EASTHAMPTON — After two city council meetings, two rules and governmental relations subcommittee meetings, and hours of public comment, the Easthampton City Council voted 7-0 in favor, with one abstention, of a resolution calling for a ceasefire in Gaza at its April 3 meeting.

The actual passing of the resolution came with a round of applause from the audience but no questions or comments from any of the councilors after James “JP” Kwiecinski, chair of the rules and government relations subcommittee, read the resolution and brought forth the motion. Councilor Owen Zaret abstained from voting.

The vote came after 90 minutes of public comments overwhelmingly in favor of passing the resolution without amendments. Of the more than three dozen people who spoke about the resolution, only a few spoke against it.

Many called the resolution the bare minimum people could do at a time when the violence in Gaza is horrific.

Resident Jeanne Allen said that a ceasefire isn’t enough but it’s a necessary first step to moving forward and ending the starvation that is taking place in Gaza.
Several other residents asked the council to consider how history will look at those who did nothing while a genocide happened in Gaza.

Ian Petty, a resident who spoke remotely, said that the Palestinians in Gaza “are not worried about the wording but about whether they live or die.”

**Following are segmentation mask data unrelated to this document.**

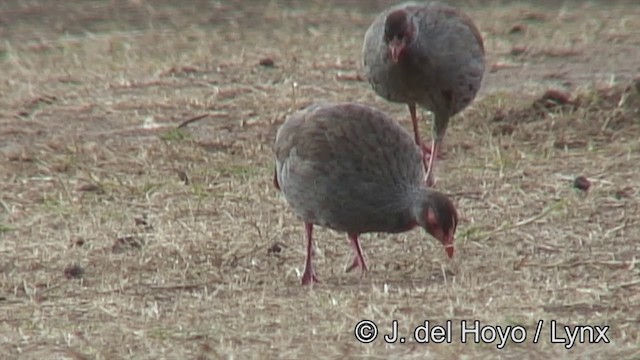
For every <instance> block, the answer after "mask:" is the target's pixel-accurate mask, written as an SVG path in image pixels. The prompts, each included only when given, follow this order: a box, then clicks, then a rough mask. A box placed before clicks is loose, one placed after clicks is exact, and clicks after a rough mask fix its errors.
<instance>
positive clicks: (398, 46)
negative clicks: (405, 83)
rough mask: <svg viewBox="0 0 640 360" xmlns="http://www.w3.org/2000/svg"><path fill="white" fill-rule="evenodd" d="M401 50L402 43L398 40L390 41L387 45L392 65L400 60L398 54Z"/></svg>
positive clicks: (403, 47)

Those who asked the council not to support it spoke mostly of having issues with the wording but said they supported a ceasefire.

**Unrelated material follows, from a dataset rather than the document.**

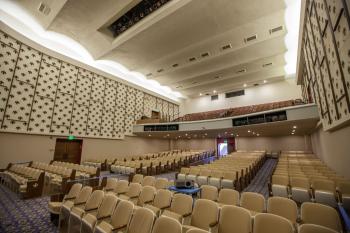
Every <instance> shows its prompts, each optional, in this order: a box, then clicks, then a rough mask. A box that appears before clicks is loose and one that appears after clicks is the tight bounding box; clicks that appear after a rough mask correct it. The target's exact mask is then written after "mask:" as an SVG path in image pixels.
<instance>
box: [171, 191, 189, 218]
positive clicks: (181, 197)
mask: <svg viewBox="0 0 350 233" xmlns="http://www.w3.org/2000/svg"><path fill="white" fill-rule="evenodd" d="M192 205H193V199H192V197H191V196H189V195H186V194H182V193H177V194H175V195H174V197H173V201H172V202H171V207H170V209H171V211H173V212H175V213H177V214H180V215H185V214H188V213H192Z"/></svg>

“I still think the work isn’t done,” said resident Frank Roberts, who encouraged the council to engage more people in the process because the current resolution doesn’t build consensus.

However, Kwiecinski noted that at this City Council meeting and the Rules and Governmental Relations Subcommittee meeting the overwhelming majority of speakers favored the resolution.

The full resolution can be found on the city of Easthampton website, easthamptonma.gov.

In other agenda items, the council also approved a resolution in support of the Cherist Act which advocates for higher education for all.

The council also voted to move forward with plans to make Clinton Street and Emerald Place one-way streets. Clinton Street would be one way from Lincoln Street to Emerald Place, Emerald Place would be one way from Clinton Street to the southerly border of Lincoln Street.

This move will let the department of public works install curbs to prevent erosion in this area and to open up more pedestrian and bike access. Completion of the project is likely two to three years away.